Clarence Skinner, perhaps the most influential Universalist minister of the 19th century, (http://uudb.org/articles/clarencerussellskinner.html) wrote that “the line between good and evil runs through people, not between them.” In today’s cultural and political climate of “us vs. them,” Skinner’s words were prescient.

Years ago, there was a poster floating around that said, “Jesus came to draw a circle around people; not a line between them.” And finally, the Rev. Dr. Rebecca Parker cautioned UU’s in our propensity for dualism: evil was out there in others, not in us — we are the “good guys.” She said that the potential for evil lies within each one of us. Then there is the Native American story in which a grandfather tells his grandson that there are two wolves fighting inside of him. One is evil (hatred or anger), one is good (love, compassion). The boy asks, “Which wolf will win?” The grandfather replies, “The one you feed.”
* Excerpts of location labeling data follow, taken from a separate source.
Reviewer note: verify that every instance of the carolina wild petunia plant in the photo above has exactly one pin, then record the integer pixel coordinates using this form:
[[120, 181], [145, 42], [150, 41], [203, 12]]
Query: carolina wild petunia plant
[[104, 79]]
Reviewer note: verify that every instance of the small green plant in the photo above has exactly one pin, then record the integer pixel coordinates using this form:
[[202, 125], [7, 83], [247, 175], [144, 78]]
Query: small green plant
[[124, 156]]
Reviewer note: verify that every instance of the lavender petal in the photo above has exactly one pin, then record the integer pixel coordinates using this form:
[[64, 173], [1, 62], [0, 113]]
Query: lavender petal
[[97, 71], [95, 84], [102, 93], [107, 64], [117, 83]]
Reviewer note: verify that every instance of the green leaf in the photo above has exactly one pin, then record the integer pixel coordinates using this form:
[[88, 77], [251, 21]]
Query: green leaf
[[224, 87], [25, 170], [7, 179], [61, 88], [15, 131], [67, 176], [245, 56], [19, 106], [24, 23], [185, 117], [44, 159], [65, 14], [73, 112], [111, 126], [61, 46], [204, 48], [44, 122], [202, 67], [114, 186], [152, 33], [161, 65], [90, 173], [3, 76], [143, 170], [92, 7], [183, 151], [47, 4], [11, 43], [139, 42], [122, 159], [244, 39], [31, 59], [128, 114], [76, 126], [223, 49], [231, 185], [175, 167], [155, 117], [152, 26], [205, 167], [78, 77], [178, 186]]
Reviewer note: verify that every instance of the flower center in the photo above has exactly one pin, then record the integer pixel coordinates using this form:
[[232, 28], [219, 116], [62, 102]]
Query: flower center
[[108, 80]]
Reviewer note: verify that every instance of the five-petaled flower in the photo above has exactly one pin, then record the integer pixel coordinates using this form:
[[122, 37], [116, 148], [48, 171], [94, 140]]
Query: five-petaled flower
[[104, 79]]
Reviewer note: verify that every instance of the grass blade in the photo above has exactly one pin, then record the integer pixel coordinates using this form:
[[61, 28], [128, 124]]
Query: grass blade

I share all of these perspectives because our country is in yet another wave of “sorting.” Sorting ourselves by religious belief, gender identity, affectional orientation, political party, class, skin color, educational level, ability/disability, country of origin, and economic status. We draw deeper and deeper lines in the sand, never daring to step over what has become a canyon that separates us from one another. We find anything that can divide us and cling to it. We hold on tighter to anything that could be binary. Consequently, there are a whole lot of “those people” and “people like us.” Ironically, we are doing this in a time when technology can connect us globally in seconds across time zones, cultures, languages, and nations. Thanks to local companies like Microsoft, the Gates Foundation, and Google, those of us who were born here are more likely to be working alongside  someone from another part of the world than any prior generation.

The response to this global mingling is a last gasp to keep pockets of homogeneity alive. It is a fear-based response. The desperate categorizing is a way to distance oneself. It is a protective stance much like the turtle that pulls in its head and limbs when sensing danger. The trouble is that the turtle can then see nothing or move anywhere. It stays stuck, defensively in one place.

I will confess that there are times when I am very much like the turtle. I want some folks to be other, to remain separated from me. Because how they think and what they believe and what they espouse runs counter to everything I think, believe, and espouse. I do not want to entertain the idea that good and evil run through me as opposed to between me and the other. Some days I just plain don’t want to feed the loving, compassionate wolf. I just want to be with my peeps who reflect back to me who I am and what I know.  But as this sort of false dualism persists, we become more and more on the verge of falling in love with our own reflection just like Narcissus.

It is easier to draw lines between then a circle around people. It is hard work to see another’s reflection, way of thinking, believing and acting in the world when it differs from our own. It is so easy to judge it and label it. How many times have any one of us said, “I would never…”  Be careful for you don’t know what you are capable of until the moment presents itself.

Anger, hatred, evil, and good, love, compassion — they are dueling wolves inside of each of us. None of us is either or. We are all both and. Which means that each day, each moment, we have to befriend them all. The world is not binary and neither is any one of us. Sorting will only leave us stranded turtles, draw inward, afraid, isolated. Within ourselves and within our culture, the task is to draw circles around, not in between.